Modern ultrasound diagnostics has seen phenomenal progress in quality progress, and the high image resolution is a testament to that. For example, an ultrasound-guided steroid injection in the shoulder is a very effective treatment for shoulder bursitis. Similarly, hip bursitis injections are commonly done using ultrasound guidance. The injection contains corticosteroids which reduce inflammation of the bursa. The precision-guided administration of corticosteroid injection is possible with the real-time imaging of ultrasound. What makes the treatment method so popular is its direct effect. The corticosteroids go right to the inflamed bursa and carry out its pharmacological action. Compared to oral medicines, this is much more successful.
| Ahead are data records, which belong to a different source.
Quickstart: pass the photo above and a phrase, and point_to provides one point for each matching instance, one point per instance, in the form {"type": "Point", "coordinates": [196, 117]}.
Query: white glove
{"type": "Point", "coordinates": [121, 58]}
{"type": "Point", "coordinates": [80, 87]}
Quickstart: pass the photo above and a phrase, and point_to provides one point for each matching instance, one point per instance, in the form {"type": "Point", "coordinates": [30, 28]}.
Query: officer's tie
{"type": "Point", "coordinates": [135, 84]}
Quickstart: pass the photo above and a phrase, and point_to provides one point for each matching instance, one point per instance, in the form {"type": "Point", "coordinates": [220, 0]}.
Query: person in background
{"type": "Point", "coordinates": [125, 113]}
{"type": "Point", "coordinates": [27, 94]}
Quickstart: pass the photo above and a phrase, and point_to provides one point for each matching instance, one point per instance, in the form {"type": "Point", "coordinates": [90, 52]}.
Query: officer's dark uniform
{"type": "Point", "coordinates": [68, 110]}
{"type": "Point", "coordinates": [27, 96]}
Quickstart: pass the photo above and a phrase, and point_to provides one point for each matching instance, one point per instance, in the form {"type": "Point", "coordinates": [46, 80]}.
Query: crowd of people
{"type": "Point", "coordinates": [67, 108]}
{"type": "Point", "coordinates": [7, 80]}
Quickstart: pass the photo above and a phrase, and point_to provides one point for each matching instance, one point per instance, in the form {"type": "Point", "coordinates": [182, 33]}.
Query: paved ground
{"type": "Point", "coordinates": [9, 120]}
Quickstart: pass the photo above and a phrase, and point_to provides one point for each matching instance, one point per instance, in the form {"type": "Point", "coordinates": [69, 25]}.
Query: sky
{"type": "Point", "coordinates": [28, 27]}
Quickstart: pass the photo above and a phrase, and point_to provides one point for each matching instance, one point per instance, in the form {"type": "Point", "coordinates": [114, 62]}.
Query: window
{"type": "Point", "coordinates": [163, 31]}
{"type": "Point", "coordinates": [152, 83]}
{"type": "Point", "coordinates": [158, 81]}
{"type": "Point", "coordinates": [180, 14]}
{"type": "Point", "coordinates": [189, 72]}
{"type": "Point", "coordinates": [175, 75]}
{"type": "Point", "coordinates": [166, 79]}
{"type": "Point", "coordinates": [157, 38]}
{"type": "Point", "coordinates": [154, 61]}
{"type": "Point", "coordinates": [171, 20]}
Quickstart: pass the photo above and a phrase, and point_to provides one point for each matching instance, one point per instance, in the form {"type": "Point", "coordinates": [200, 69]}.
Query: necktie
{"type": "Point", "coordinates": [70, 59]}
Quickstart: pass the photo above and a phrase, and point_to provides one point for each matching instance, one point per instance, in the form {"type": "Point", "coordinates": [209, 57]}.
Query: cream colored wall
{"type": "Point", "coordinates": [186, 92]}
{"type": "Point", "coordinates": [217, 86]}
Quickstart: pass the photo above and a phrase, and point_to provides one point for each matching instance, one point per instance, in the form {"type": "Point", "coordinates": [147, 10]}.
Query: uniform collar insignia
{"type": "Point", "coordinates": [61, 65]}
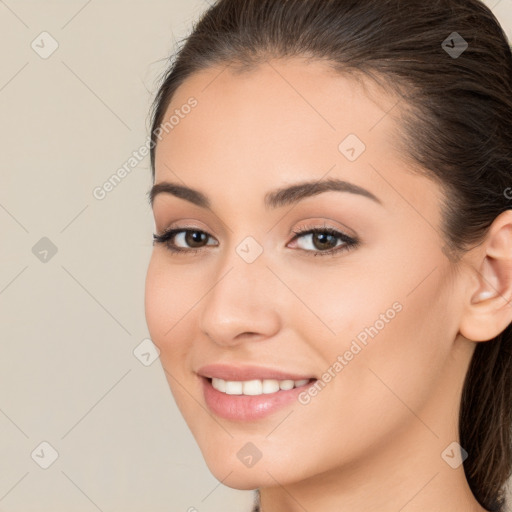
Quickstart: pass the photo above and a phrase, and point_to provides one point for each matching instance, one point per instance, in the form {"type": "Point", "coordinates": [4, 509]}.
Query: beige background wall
{"type": "Point", "coordinates": [72, 267]}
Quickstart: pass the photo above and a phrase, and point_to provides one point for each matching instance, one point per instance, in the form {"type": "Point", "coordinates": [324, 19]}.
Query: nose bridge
{"type": "Point", "coordinates": [241, 297]}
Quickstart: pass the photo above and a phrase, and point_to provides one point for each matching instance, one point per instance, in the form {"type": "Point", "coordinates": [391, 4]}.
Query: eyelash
{"type": "Point", "coordinates": [349, 242]}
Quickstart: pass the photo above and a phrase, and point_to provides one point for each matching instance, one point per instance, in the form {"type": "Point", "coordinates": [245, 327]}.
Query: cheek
{"type": "Point", "coordinates": [169, 302]}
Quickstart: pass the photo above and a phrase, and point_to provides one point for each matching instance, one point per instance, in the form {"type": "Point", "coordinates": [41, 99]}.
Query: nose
{"type": "Point", "coordinates": [242, 304]}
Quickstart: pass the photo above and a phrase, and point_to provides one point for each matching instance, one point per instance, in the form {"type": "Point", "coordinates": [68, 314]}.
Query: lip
{"type": "Point", "coordinates": [247, 372]}
{"type": "Point", "coordinates": [246, 408]}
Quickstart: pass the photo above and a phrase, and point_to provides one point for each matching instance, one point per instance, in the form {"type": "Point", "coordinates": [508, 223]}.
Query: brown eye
{"type": "Point", "coordinates": [195, 238]}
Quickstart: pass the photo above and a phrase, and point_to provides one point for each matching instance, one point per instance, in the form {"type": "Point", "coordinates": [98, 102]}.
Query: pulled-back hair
{"type": "Point", "coordinates": [456, 128]}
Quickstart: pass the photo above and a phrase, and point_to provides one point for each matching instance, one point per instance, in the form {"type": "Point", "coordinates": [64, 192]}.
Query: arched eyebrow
{"type": "Point", "coordinates": [278, 198]}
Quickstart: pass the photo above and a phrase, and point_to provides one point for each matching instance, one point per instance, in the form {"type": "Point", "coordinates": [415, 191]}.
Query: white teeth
{"type": "Point", "coordinates": [219, 384]}
{"type": "Point", "coordinates": [233, 387]}
{"type": "Point", "coordinates": [255, 387]}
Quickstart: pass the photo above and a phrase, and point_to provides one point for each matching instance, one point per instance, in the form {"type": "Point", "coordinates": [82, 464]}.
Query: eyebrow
{"type": "Point", "coordinates": [274, 199]}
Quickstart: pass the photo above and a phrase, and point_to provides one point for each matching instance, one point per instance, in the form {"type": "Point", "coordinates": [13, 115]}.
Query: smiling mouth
{"type": "Point", "coordinates": [256, 387]}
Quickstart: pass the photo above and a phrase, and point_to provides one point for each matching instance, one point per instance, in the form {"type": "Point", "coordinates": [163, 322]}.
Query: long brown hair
{"type": "Point", "coordinates": [456, 124]}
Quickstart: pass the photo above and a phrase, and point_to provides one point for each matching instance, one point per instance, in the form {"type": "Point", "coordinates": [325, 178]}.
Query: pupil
{"type": "Point", "coordinates": [325, 236]}
{"type": "Point", "coordinates": [191, 237]}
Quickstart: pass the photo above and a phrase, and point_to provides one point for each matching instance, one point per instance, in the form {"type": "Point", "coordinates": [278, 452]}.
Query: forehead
{"type": "Point", "coordinates": [287, 102]}
{"type": "Point", "coordinates": [284, 120]}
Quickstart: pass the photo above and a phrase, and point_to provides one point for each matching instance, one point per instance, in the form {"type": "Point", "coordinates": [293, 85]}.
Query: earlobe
{"type": "Point", "coordinates": [488, 310]}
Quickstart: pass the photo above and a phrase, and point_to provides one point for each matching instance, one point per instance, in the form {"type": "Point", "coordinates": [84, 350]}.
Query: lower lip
{"type": "Point", "coordinates": [248, 407]}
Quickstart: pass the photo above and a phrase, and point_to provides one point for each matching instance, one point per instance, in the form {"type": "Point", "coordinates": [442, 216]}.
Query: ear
{"type": "Point", "coordinates": [487, 309]}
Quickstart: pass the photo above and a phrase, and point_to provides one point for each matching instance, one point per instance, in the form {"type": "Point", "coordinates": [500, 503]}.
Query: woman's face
{"type": "Point", "coordinates": [375, 323]}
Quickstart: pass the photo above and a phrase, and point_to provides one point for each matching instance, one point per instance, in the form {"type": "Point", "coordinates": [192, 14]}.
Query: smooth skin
{"type": "Point", "coordinates": [372, 439]}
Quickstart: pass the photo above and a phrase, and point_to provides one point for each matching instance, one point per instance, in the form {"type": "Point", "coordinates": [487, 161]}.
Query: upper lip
{"type": "Point", "coordinates": [245, 372]}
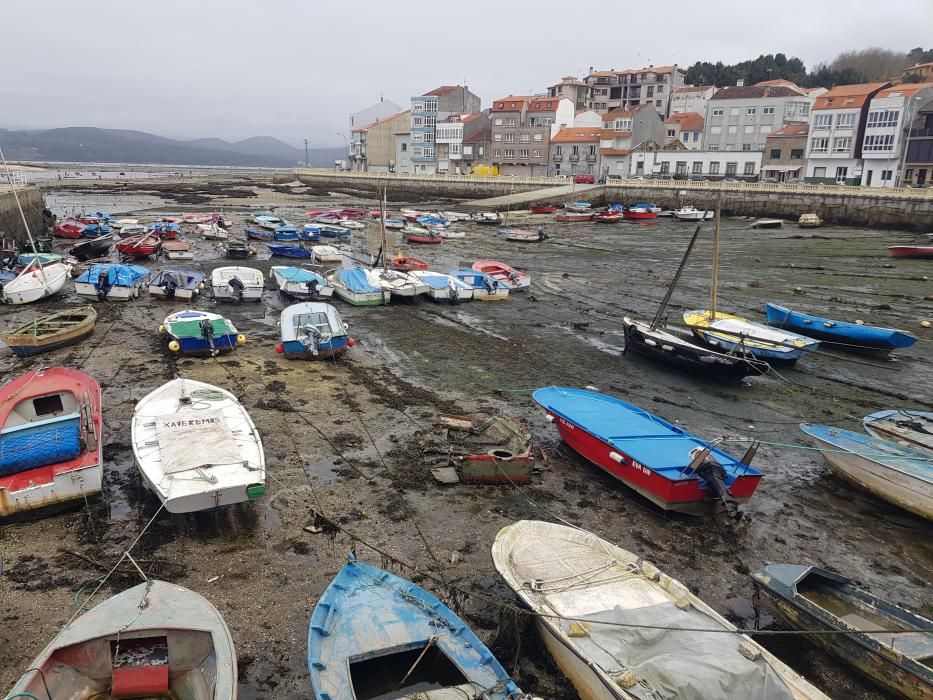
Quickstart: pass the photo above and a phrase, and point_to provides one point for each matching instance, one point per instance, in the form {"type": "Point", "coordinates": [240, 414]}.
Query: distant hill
{"type": "Point", "coordinates": [92, 145]}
In most cases, the corticosteroid medication follows a local anaesthetic. The anaesthetic is for immediate pain relief, while the corticosteroid reduces inflammation and manages pain for a longer time. The effects of the injection may vary among people but remain effective for several weeks to months on average. You might need repeat injections depending on the severity of your pain.
Conclusion
Bursitis of the hip and shoulder is a common problem these days. The increasing age demographic face an increased risk of bursitis. If you develop bursitis symptoms, visit a specialist healthcare professional at the earliest. Depending on the medical assessment and imaging test results, the doctor will recommend that you undergo the appropriate treatment. When it comes to healing the pain in your hip joint, Trochanteric bursitis injection is one of the most effective treatment methods.